© Charlie Hopkinson

Midori Shintani interview: head gardener at Tokachi Millennium Forest

The head gardener of Tokachi Millennium Forest did not know her calling at first, but she eventually found her path to a place where she truly belongs. Words Jodie Jones, portrait Charlie Hopkinson

Published: November 2, 2020 at 11:26 am

Midori Shintani is, she thinks, the luckiest person in the world. She has been head gardener of the renowned Tokachi Millennium Forest in Hokkaido, northern Japan, since 2008 and has no intention of moving anywhere else. The brainchild of entrepreneur Mitsushige Hayashi, the master plan was created by Fumiako Takano in collaboration with Dan Pearson, who also designed the gardens for which he won a prestigious Society of Garden Designers award. These, and the wider forest park, are maintained and managed by Midori.
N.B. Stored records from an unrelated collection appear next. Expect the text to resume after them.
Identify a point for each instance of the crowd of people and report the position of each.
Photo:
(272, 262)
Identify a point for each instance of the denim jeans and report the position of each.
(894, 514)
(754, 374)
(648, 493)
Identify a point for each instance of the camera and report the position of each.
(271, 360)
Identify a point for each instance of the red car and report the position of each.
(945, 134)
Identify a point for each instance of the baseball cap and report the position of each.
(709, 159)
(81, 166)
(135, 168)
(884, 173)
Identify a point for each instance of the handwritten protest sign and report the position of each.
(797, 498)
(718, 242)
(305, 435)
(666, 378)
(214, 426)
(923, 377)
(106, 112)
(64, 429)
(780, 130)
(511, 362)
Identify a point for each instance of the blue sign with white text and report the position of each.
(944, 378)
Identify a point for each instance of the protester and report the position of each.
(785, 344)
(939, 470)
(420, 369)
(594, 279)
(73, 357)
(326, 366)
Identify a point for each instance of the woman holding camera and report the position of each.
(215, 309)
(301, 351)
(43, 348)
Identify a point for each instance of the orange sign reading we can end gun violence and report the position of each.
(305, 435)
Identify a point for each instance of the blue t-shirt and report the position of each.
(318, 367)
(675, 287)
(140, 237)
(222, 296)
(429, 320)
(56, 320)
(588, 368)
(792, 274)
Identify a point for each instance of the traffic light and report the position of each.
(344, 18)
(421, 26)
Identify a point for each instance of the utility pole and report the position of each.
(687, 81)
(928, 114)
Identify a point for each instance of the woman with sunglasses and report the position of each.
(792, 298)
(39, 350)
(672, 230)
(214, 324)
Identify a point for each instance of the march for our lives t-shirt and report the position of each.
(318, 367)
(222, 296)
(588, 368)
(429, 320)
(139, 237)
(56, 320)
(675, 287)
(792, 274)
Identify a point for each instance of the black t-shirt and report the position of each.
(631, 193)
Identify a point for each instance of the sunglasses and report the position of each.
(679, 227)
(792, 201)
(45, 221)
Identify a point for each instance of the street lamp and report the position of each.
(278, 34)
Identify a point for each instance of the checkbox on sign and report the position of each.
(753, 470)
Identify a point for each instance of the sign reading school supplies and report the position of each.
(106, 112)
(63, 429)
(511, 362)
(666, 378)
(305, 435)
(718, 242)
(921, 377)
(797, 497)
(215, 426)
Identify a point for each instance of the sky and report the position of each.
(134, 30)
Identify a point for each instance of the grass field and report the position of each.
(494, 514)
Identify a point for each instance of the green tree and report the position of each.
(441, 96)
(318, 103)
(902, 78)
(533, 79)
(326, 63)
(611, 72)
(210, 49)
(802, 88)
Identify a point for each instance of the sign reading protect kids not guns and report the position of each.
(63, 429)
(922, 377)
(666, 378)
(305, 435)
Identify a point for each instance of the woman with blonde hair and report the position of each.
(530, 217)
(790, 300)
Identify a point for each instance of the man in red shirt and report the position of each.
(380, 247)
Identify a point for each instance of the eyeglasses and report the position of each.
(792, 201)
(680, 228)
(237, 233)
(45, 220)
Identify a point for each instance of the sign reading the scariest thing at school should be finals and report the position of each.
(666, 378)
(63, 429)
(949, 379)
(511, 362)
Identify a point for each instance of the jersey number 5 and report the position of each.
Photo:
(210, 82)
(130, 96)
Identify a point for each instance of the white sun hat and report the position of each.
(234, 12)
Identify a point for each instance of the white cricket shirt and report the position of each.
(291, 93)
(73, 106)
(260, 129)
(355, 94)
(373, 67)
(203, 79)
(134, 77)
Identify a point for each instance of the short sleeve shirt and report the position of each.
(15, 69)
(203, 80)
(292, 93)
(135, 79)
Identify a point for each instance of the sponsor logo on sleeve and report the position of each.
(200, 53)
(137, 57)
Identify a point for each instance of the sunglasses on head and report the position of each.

“She is essential to our work here,” says Dan. “She is a gift. It was perfect timing, she and the garden coming together.” Midori’s journey to Hokkaido, from her home town in mainland Japan, was not straightforward, however. She was born in 1972 in Fukui province and grew up in the countryside where, as a little girl, she loved to go out with her two older brothers and hunt for frogs. “I was quite wild, in that country way,” she says. “But I also learned the tea ceremony, ikebana [flower arranging] and calligraphy. And my mother encouraged me to experience different cultures, to speak different languages.”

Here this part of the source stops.